Sunday, April 17, 2011

Srinivasa Aiyengar Ramanujan


Ramanujan was born in Tamil Nadu on December 22, 1887. His father was a gumasta and mother was a woman of great piety and devotion. He was a very quiet and thoughtful child who did not give much time to play or roam about with boys of his age. He learnt hymns, songs, read religious epics and devotional literature and could recite verses and slokas from the Vedas, the Upanishads and the Thirukural.
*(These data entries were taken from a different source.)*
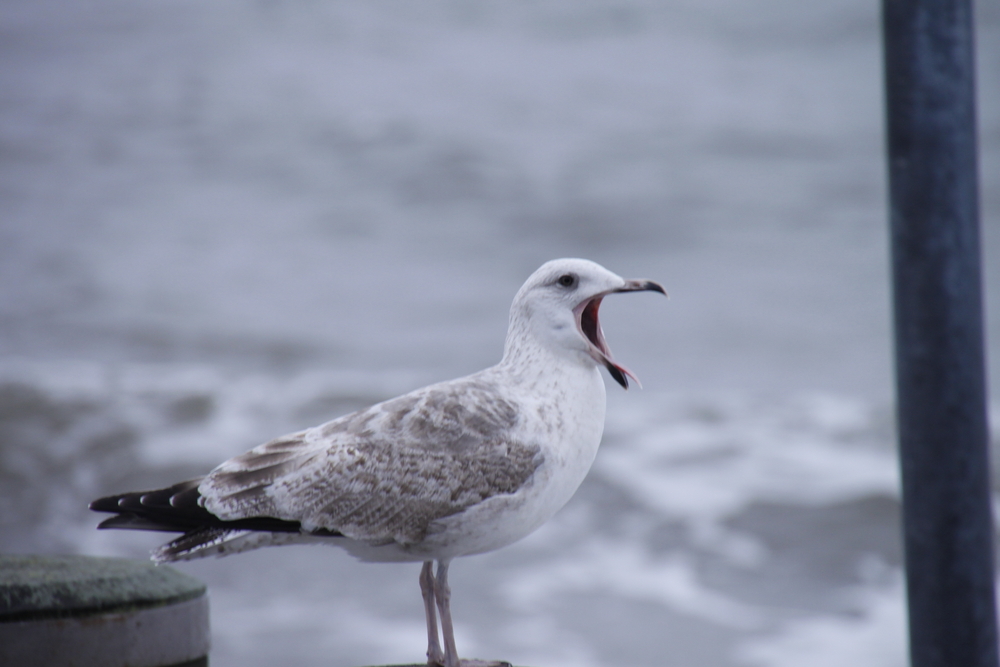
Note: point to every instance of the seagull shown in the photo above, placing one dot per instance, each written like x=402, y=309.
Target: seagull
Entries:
x=453, y=469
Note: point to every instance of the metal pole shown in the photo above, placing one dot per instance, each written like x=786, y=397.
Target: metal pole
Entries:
x=941, y=386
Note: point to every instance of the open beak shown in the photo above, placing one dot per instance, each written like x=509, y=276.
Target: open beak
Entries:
x=590, y=326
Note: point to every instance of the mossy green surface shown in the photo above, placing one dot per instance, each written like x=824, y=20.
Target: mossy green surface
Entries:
x=33, y=587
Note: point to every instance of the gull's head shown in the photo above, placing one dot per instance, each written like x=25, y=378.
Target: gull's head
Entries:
x=558, y=306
When he joined in a local school at Kumbhakonam at the age of five, the boys were under-struck at the peculiar bent of mind of Ramanujan and asked his help to solve problems. In 1894, he joined the town High school at Kumbhakonam. It was he who had prepared the time table for that school. The senior mathematics teacher Sir Ganapathy Subbier was aware of Ramanujan’s special ability and got the work done from him. 
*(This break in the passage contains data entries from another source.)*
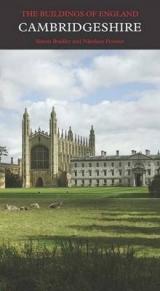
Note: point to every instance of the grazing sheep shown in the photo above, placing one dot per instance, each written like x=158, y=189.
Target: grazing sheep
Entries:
x=56, y=204
x=11, y=207
x=35, y=205
x=24, y=208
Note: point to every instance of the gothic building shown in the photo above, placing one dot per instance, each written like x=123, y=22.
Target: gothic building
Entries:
x=46, y=156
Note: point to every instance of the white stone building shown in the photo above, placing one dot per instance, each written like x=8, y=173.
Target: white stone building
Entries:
x=136, y=169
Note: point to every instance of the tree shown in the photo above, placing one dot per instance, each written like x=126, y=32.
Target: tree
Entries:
x=3, y=152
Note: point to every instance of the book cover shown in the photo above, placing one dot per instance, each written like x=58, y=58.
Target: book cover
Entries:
x=79, y=145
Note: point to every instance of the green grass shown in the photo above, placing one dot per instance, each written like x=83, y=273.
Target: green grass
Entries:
x=76, y=266
x=121, y=216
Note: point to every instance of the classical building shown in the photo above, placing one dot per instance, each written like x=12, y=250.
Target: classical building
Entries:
x=136, y=169
x=46, y=156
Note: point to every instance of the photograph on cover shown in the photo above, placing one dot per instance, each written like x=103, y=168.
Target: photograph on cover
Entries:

One interesting doubt by Ramanujan was, when his teacher was explaining any quantity divided by it was equal to unity, he stood up and asked if zero divided by zero was also equal to unity. How come no other student has this doubt but Ramanujan alone asked. He was an exceptional legend in the world of Mathematics. Though we know many other mathematicians he stood a step above them. 
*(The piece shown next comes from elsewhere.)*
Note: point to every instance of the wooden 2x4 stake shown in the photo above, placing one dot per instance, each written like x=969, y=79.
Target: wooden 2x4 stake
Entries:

He never wrote any proof and reference. But after  the publishing of a ‘Synopsis of Elementary Results in Pure and Applied Mathematics’ by George Shoo bridge Carr, Ramanujan started to work and write down theorems on sheets of paper, later known as Note-books, which have provided plenty of study materials for researchers in future. He was a Drashta (seer) in mathematics. Areas in which he concentrated are Magic squares, continued fractions, hyper-geometric series, and properties of numbers prime as well as composite, partition of numbers, elliptical integrals and mock theta functions.

Ramanujan’s life is like a glacier whose major part lies hidden below the surface and only a small section is visible above. He was a sadhak (a truth seeker) whose aim was to identify the Supreme through mathematics. His eyes were a mirror of his soul. He died at the age of 33.